One of the geese was a wild old bird.
One  day this wise old bird noticed  a small creeper growing at the foot of the tree.
He spoke to the other birds about it.
"Do you see that creeper ?" he said to them.
"You must destroy it."
"Why must we destroy it ?" asked the geese in surprise.
"It is so small.
What harm can it do?"
"My friends," replied the wise old bird, " that little creeper will soon grow.

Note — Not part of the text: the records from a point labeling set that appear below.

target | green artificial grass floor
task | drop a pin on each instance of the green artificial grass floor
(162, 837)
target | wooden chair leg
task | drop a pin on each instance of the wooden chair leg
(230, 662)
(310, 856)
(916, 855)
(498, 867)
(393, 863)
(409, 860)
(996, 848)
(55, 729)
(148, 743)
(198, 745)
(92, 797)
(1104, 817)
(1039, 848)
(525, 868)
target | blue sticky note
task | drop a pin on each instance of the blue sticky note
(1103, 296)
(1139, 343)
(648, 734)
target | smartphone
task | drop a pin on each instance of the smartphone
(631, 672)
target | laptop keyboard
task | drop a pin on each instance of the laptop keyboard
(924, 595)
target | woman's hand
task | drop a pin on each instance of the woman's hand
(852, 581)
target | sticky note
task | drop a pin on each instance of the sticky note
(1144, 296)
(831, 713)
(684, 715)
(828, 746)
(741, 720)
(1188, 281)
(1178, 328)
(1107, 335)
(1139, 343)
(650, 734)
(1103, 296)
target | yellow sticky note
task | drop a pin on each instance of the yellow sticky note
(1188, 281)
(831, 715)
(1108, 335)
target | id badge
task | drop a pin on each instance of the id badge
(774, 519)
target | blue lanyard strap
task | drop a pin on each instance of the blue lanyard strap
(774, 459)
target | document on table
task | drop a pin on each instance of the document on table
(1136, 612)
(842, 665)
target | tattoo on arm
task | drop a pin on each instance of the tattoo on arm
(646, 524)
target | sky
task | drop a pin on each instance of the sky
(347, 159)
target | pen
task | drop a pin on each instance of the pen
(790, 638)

My script looks like this:

#!/usr/bin/python
# -*- coding: UTF-8 -*-
import sys
CODEC = 'utf-8'
input_file=sys.argv[1]
output_file=sys.argv[2]
list1=[]



f=open(input_file,'r')
f1 = open(output_file,'w')

english_hindi_dict={'A' : u'अ' ,  'AA' : u'आ ' , 'I' : u'इ' , 'II' : u'ई ' , 'U' : u'उ ' ,\
                'UU' : u'ऊ' , 'r' : u'ऋ' , 'E' : u'ए' , 'ai' : u'ऐ' , 'O' : u'ओ' , 'AU' : u'औ' ,\
                'k' : u'क' , 'kh' : u'ख' , 'g' : u'ग' , 'gh' : u'घ' , 'c' : u'च' , 'ch' : u'छ',\
                'j': u'ज' , 'jh' : u'झ' , 'tr' : u'त्र' , 'T' : u'ट'  , 'Th' : u'ठ' , 'D' : u'ड',\
                'dr' : u'ड' , 'Dh' : u'ढ' , 'Na' : u'ण' , 'th' : u'त' ,  'tha' : u'थ',\
                'd' : u'द' , 'dh': u'ध' , 'n' : u'न' , 'p' : u'प' , 'ph' : u'फ' ,\
                'b' : u'ब' , 'bh' : u'भ' , 'm' : u'म' , 'y' : u'य' , 'r' : u'र' , 'l' : u'ल' ,\
                'w' : u'व' , 'sh' : u'श' , 'sha' : u'ष', 's' : u'स' , 'h' : u'ह' , 'ks' : u'क्ष' ,\
                'i' : u'ि' , 'ii' : u'ी' , 'u' : u'ु' , 'uu' : u'ू' , 'e' : u'े' ,\
                'aa' : u'ै' , 'o' : u'ो' , 'AU' : u'ौ' ,'H' : u'्' ,'mn' : u'ं' ,\
                'NN' : u'ँ' , 'AW' : u'ॅ' , 'rr' : u'ृ' , '4' : u'४' , '6': u'६'  , '8' : u'८',\
                '2' : u'२' , '5' : u'५' , '3' : u'३' , '7' : u'७' , '9' : u'९' , '1' : u'१'}
for line in f:
      #line=line.strip() to remove a line from its newline character....  
      #line=line.rstrip('.')   
      line=line.replace('-','')
      line=line.replace('#','|') # i am using the or symbol for poornviram
      #line=line.replace('।','')
      #line = line.lower()
for word in line:
    for ch in word:
        if (ch in english_hindi_dict) :
            translatedToken = english_hindi_dict[ch]
        else :
                translatedToken = ch

#{ translatedToken = english_hindi_dict[ch] }

#for ch in line:
    f1.write(translatedToken)
    #print translatedToken
    #line = line.replace( char,english_hindi_dict[char] )   
      #list1.append(line)
f.close()

f1.write(' '.join(list1))

f1.close()

the error that I am getting is:

python transliterate_eh_nw.py Hstory.txt op1.txt
Traceback (most recent call last):
  File "transliterate_eh_nw.py", line 43, in <module>
    f1.write(translatedToken)
UnicodeEncodeError: 'ascii' codec can't encode character u'\u092f' in position 0: ordinal not in range(128)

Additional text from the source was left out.